DECISÃO ARBITRAL
Requerente: A..., contribuinte n.º..., residente em ..., ..., ..., Espanha, e B..., contribuinte n.º..., residente em ... — ..., ..., ..., Espanha, ambos representados fiscalmente em Portugal por C..., contribuinte n.º..., com domicílio em Rua ..., ..., Silves.
Requerida: AUTORIDADE TRIBUTÁRIA E ADUANEIRA.

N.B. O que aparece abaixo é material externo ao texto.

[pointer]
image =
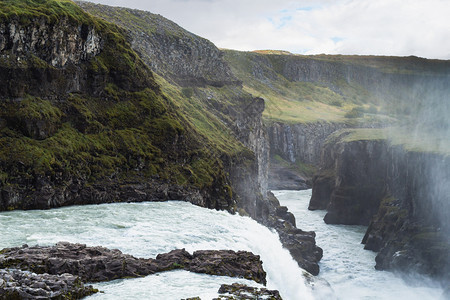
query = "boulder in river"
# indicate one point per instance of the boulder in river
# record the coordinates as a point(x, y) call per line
point(94, 264)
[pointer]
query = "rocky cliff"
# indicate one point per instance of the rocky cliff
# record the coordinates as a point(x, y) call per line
point(402, 194)
point(83, 119)
point(96, 113)
point(174, 54)
point(163, 45)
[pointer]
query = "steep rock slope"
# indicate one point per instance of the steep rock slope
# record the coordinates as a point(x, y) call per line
point(83, 119)
point(217, 102)
point(402, 193)
point(194, 66)
point(309, 97)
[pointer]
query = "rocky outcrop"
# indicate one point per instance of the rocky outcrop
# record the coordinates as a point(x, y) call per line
point(296, 144)
point(18, 284)
point(402, 194)
point(168, 49)
point(301, 142)
point(94, 264)
point(48, 42)
point(301, 244)
point(241, 291)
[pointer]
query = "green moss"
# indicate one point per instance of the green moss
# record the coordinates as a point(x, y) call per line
point(291, 101)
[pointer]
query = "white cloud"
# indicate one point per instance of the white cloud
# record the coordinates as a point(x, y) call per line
point(382, 27)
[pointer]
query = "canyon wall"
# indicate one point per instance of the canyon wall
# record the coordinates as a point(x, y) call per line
point(403, 196)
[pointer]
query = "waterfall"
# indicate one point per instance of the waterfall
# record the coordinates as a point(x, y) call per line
point(146, 229)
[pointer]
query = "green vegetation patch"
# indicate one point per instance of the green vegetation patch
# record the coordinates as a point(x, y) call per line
point(293, 102)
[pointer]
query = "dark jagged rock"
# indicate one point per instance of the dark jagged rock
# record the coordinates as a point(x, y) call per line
point(301, 244)
point(323, 184)
point(241, 264)
point(404, 195)
point(168, 49)
point(237, 291)
point(18, 284)
point(284, 178)
point(95, 264)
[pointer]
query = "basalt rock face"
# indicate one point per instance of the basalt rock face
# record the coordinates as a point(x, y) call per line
point(302, 142)
point(96, 264)
point(402, 194)
point(17, 284)
point(82, 120)
point(48, 42)
point(167, 48)
point(301, 244)
point(188, 60)
point(296, 143)
point(238, 291)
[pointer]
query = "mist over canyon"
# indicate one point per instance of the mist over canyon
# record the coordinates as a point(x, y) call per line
point(103, 104)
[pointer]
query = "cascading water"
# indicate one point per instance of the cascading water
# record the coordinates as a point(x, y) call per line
point(147, 229)
point(346, 265)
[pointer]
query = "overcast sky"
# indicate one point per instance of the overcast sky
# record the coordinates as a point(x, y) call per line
point(378, 27)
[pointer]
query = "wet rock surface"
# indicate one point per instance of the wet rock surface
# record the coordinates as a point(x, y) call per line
point(94, 264)
point(241, 291)
point(301, 244)
point(18, 284)
point(402, 195)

Os Árbitros, Conselheira Maria Fernanda dos Santos Maçãs (na qualidade de árbitro-presidente), Dra. Elisabete Flora Louro Martins (na qualidade de árbitro vogal) e Prof. Doutor Luís Menezes Leitão (na qualidade de árbitro vogal), foram designados pelo Conselho Deontológico do Centro de Arbitragem Administrativa (adiante designado apenas por CAAD) para formar o Tribunal Arbitral Coletivo, Tribunal este que foi constituído em 9 de Abril de 2019, acordam o seguinte:
I. RELATÓRIO
1. A... (adiante designado apenas por Primeiro Requerente), contribuinte n.º..., residente em..., ..., ..., Espanha, e B... (adiante designado apenas por Segundo Requerente), contribuinte n.º ..., residente em ..., ..., ..., Espanha (adiante conjuntamente designados por Requerentes) apresentaram no dia 29 de Janeiro de 2019, pedido de constituição de Tribunal Arbitral nos termos do Decreto-Lei n.º 10/2011 de 20 de Janeiro (Regime Jurídico da Arbitragem em Matéria Tributária, adiante designado apenas por RJAT), em que é Requerida a AUTORIDADE TRIBUTÁRIA E ADUANEIRA (adiante designada apenas por Requerida).
No pedido de pronúncia arbitral os Requerentes pedem a anulação das liquidações adicionais de IVA e juros compensatórios no valor global de, respetivamente, EUR 40529,64 e EUR 37875,84, emitidas em virtude das correções resultantes das conclusões dos relatórios de inspeção tributária de 17 e de 05 de Setembro de 2018, respetivamente, que incidiram sobre os exercícios de 2015 a 2017, em coligação, nos termos e para os efeitos do disposto na alínea a do n.º 1 do art.º 2.º do n.º 1 do art.º 3.º e dos artigos 15.º e seguintes do RJAT.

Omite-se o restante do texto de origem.